The group’s first Mr DIY Plus store at the Mid Valley Megamall, opened recently, has received overwhelming response from customers. Another 10 Mr DIY Plus stores will be opened in the next three years, mostly in prime locations with higher foot traffic.
HLIB said Mr DIY’s across-the-board price hike in April and May should help to cushion margin contractions caused by multiple cost headwinds.
“As per management guidance, the full implementation of this price increase will be reflected fully in the coming quarter,” it said in a research note today.
Kenanga Research said although the store expansions were positive for the group, it remained cautious on the group’s sales prospects for the second half of FY22 (H2 2022) as inflationary pressures start to creep in.
“However, historically, the fourth quarter is the strongest quarter (for the group) due to the year-end shopping season and festivities.
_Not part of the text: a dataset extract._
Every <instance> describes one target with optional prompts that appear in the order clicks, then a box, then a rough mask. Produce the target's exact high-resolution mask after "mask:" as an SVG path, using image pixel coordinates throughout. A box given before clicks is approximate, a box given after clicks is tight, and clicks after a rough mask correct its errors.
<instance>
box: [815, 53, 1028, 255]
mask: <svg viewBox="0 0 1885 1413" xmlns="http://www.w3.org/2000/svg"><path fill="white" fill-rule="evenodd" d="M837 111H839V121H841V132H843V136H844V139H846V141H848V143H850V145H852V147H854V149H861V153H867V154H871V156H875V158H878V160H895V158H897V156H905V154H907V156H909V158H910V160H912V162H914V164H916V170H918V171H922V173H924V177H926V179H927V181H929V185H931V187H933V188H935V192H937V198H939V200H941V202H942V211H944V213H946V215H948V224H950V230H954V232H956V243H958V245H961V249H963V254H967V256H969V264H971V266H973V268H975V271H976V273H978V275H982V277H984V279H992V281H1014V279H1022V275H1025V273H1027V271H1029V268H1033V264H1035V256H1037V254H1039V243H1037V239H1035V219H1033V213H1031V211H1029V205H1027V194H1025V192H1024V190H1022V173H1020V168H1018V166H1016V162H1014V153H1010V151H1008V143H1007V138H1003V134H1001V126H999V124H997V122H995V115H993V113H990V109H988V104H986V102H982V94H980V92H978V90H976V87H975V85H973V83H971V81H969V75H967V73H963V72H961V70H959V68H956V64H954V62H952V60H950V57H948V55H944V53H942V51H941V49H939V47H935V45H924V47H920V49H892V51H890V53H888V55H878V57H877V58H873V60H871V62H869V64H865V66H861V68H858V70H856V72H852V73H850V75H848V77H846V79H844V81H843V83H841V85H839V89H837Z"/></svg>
With the adjustments in prices, we expect gross profit margin to remain stable at circa 41% for the rest of the year,” it said in a separate note.
Conversely, Maybank Investment Bank believes Mr DIY’s recent price hike in the second quarter could further dampen sales volume growth in H2 2022, given the absence of festive-driven sales momentum.
“Although Mr DIY remains a sector beneficiary for consumer down-trading, we understand that average monthly sales have softened post-Hari Raya in April-May 2022.
“As more than 70% of its products are sourced from foreign end suppliers, particularly China, any major changes in currency, tax, trade policies or tariffs in China may adversely impact earnings, and higher operating expenses through minimum wage hikes could also impact earnings growth negatively,” it added.